Living “like prisoners.” A former Afghan official stuck at an American military base in Kosovo housing Afghan refugees since the Taliban broke into Kabul last year said that people in the camp have felt as though they are being treated “like prisoners.”

Muhammad Arif Sarwari, who worked with the CIA during the United States’ invasion of Afghanistan in 2001 and later served as a top Afghan intelligence official, told CBS News that people trapped at Kosovo’s Camp Bondsteel “have absolutely no freedom to leave the area,” adding that those trapped there “can’t speak to most of the visitors.”

Easy rider. The Pentagon’s top military command in the Middle East authorized a drone strike that killed a top al Qaeda-linked militant in Syria on Monday.
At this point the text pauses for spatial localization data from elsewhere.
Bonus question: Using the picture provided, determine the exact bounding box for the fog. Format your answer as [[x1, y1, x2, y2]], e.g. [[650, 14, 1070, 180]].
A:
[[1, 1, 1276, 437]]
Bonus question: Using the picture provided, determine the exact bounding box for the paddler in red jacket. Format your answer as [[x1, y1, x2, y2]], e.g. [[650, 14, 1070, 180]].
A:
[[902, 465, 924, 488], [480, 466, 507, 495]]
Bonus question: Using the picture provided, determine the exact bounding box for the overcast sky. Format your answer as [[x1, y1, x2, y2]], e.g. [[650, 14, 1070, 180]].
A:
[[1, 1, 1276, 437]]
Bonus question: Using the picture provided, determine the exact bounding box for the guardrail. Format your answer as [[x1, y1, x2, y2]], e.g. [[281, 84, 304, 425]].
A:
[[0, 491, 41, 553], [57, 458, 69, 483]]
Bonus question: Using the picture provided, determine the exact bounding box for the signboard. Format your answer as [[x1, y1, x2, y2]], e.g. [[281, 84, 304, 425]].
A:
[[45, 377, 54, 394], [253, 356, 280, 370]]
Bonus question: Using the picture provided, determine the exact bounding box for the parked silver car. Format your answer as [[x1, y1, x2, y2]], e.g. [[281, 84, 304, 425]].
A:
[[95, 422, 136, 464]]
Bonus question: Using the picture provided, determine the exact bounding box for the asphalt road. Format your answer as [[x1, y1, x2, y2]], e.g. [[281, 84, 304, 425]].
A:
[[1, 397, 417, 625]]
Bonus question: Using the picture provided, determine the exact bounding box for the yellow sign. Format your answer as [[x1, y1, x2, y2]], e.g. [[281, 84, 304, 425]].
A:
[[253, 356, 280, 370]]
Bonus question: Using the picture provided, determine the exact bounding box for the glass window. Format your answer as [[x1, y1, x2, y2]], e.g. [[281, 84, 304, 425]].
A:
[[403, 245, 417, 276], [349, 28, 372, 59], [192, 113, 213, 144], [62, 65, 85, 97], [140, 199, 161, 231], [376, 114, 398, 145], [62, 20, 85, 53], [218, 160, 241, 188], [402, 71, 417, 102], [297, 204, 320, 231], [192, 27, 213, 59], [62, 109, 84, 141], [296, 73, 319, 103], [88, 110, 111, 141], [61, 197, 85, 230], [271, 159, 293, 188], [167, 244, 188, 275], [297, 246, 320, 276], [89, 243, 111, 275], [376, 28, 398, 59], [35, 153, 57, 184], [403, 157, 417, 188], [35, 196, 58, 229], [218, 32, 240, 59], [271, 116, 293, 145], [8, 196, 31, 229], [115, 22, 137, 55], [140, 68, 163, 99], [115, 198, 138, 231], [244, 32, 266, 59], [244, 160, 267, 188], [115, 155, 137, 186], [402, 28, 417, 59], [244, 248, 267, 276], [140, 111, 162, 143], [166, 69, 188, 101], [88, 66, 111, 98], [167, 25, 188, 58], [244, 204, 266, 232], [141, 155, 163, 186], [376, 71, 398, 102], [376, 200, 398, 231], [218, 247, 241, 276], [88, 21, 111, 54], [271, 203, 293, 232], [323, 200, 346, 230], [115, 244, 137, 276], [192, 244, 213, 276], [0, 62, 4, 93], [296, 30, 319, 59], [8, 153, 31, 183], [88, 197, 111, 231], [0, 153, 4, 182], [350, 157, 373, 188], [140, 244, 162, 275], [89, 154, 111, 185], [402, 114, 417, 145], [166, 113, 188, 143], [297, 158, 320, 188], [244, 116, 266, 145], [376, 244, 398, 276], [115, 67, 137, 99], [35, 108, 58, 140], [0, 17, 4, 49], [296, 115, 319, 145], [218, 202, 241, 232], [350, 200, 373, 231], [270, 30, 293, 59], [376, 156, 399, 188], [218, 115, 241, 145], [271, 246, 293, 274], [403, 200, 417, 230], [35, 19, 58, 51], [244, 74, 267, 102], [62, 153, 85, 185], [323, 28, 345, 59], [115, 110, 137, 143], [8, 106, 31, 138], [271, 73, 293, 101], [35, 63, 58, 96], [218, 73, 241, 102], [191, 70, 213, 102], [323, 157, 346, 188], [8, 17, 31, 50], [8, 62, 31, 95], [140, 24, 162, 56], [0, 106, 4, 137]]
U.S. Central Command said in a statement that Abu Hamzah al-Yemeni of the Hurras al-Din terrorist group was riding on a motorcycle in Syria’s Idlib province when he was killed in an American strike. The Pentagon believes that there were no civilian casualties stemming from the strike.



A helicopter is seen in the sky in front of a backdrop of mountains and trees.

A CH-53 helicopter of the German Bundeswehr ferries participants in the G-7 summit to and from Schloss Elmau in Garmisch-Partenkirchen, Germany, on June 26.Ronny Hartmann/AFP via Getty Images


Risky business. Private investigators seeking to give their clients the edge in lawsuits are turning to an unusual place for help: underground hackers from India.

That’s according to a Reuters special investigation, which found that 35 legal cases over the past nine years have seen Indian hackers try to digitally pilfer documents to sway juries, including using password-stealing phishing emails targeting at least 75 U.S. and European companies, three dozen advocacy groups, and many business executives.


Thursday, June 30: Ferdinand “Bongbong” Marcos Jr., the incoming president of the Philippines, is being inaugurated in Manila.

Thursday, July 7: G-20 foreign ministers are scheduled to meet in Indonesia.


“I don’t know how they wanted to get undressed, above or below the waist. … But I think it would be a disgusting sight in any case.”

—Russian President Vladimir Putin on what the G-7 leaders would look like disrobed, after the G-7 leaders joked about going shirtless to look as tough as Putin. 


Use the force. Ukrainians trying to knock down unwanted Russian monuments are getting creative. In the port city of Odesa, a statue of Russian revolutionary leader and the first chief of the Soviet Union Vladimir Lenin has been replaced by none other than the Sith lord himself, Darth Vader.